Extended Data Fig. 1 Genetic and residual variance fold differences between the sexes.

Barplot of log2 fold difference in variance between males and females for binary (top) and non-binary (bottom) traits with a significantly different heritability between the sexes at a q < 0.05 threshold. Pink bars represent fold change between the sexes in genetic variance, and blue bars represent fold change between the sexes in residual variance. Fold change is calculated as log2(male variance/female variance), thus positive fold change = larger variance in males, negative fold change = larger variance in females.

Extended Data Fig. 2 Comparison of genetic variance and evolvability estimates between the sexes.

Top plots: scatterplots comparing male genetic variance to female genetic variance for binary (left) and non-binary (right) traits. Bottom plots: scatterplots comparing male evolvability to female evolvability for binary (left) and non-binary (right) traits. Each point represents a trait, and pink points indicate traits for which the genomic parameter considered (genetic variance, evolvability) between the sexes is significantly different (q < 0.05, see Methods). Basal metabolic rate was removed as an outlier.

Extended Data Fig. 3 Genetic correlations across studies.

Barplot comparing genetic correlation estimates from this effort to the literature for several non-binary traits (‘WHR’: waist-hip circumference ratio, ‘Body Fat %’: body fat percentage, ‘BMI’: body-mass index, ‘WC’: waist circumference, ‘HC’: hip circumference, and ‘Height’: standing height). Height of bar indicates genetic correlation estimate (rg), different colors corresponding to different publications, as represented in legend by surname of first author12,14,16 and the values of which, are shown in Supplementary Table 2. Error bars represent 95% confidence intervals of rg estimates (rg + /−1.96SErg).

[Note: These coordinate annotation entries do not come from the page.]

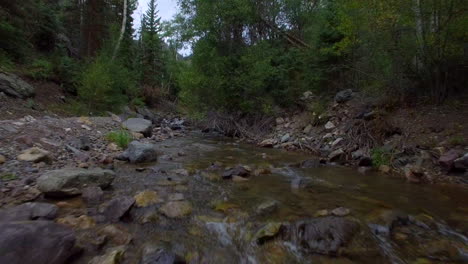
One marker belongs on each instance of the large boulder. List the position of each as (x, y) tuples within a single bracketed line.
[(71, 181), (138, 125), (138, 152), (38, 242), (29, 211), (14, 86)]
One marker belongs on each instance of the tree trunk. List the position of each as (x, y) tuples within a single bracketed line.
[(122, 30)]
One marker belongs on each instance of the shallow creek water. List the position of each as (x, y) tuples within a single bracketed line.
[(224, 221)]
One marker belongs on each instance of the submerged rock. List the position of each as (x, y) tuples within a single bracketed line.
[(138, 125), (176, 209), (71, 181), (153, 254), (267, 207), (324, 235), (138, 152), (29, 211), (39, 242), (112, 256)]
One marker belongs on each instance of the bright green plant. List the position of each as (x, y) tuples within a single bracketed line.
[(122, 138)]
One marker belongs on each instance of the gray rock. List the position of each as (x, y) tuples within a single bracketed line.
[(29, 211), (12, 85), (71, 181), (324, 235), (138, 152), (117, 208), (153, 254), (329, 125), (138, 125), (461, 163), (92, 195), (344, 96), (39, 242), (285, 138), (267, 207)]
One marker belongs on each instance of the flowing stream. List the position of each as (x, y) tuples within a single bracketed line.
[(416, 224)]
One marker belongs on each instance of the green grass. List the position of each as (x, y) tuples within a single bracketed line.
[(122, 138), (8, 177)]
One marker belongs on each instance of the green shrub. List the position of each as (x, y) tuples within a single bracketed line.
[(122, 138), (381, 156), (106, 85), (41, 69)]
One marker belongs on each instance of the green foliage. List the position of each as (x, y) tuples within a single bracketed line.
[(41, 69), (381, 156), (122, 138), (106, 85)]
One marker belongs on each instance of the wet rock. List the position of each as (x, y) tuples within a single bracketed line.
[(365, 162), (153, 254), (383, 221), (336, 155), (307, 129), (117, 235), (285, 138), (35, 155), (344, 96), (39, 242), (326, 235), (267, 232), (116, 208), (384, 168), (29, 211), (138, 125), (447, 160), (329, 125), (176, 197), (459, 164), (340, 211), (138, 152), (81, 222), (267, 207), (71, 181), (176, 209), (12, 85), (268, 143), (236, 178), (310, 163), (146, 198), (113, 256), (92, 195), (237, 171)]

Extended Data Fig. 4 Distribution of sdSNPs across the genome.

Manhattan plot of number of sdSNPs (p < 1 × 10−8, two-sided t-test, see Methods) per genomic position, each point representing a genetic variant, and its height the number of traits it affects in a sexually different manner, for (a) non-binary traits and (b) binary traits.

Extended Data Fig. 5 Distributions of potentially masked SNPs.

For binary (left) and non-binary (right) traits with at least one potentially masked variant: (a) histogram of number of masked genetic variants, (b) histogram of proportion of masked variants that presented opposite sign effects between the sexes, (c) histogram of proportion of masked SNPs that were found to possess significantly different genetic effects between the sexes (two-sided t-test, p < 1 × 10−8 threshold, see Methods) and (d) histogram of the proportion of lead sdSNPs that were found to be masked.

Extended Data Fig. 6 Comparison of number of lead sdSNPs to number of masked variants.

For binary (left) and non-binary (right) traits with at least one sdSNP and one potentially masked variant, shown is a scatterplot of number of lead sdSNPs against number of potentially masked variants (p < 1 × 10−8, and LD clumped within sex, see Methods).

Extended Data Fig. 7 Gene-set enrichment heatmap.

Heatmap with hierarchical clustering of FUMA set enrichment -log10 q-values for 251 gene sets that were found to be significantly differentially enriched between males and females (Fisher’s exact test q < 0.05), as well as significantly differentially enriched to GWAS background genes (Fisher’s exact test q < 0.05). x-axis corresponds to male or female dominant genes (see Methods) for different traits, and y axis to gene sets. Color within plot represents scaled -log10 q-value of enrichment, and ‘Sex’ horizontal column indicates the sex in which the genes considered are dominant (pink for females, and blue for males).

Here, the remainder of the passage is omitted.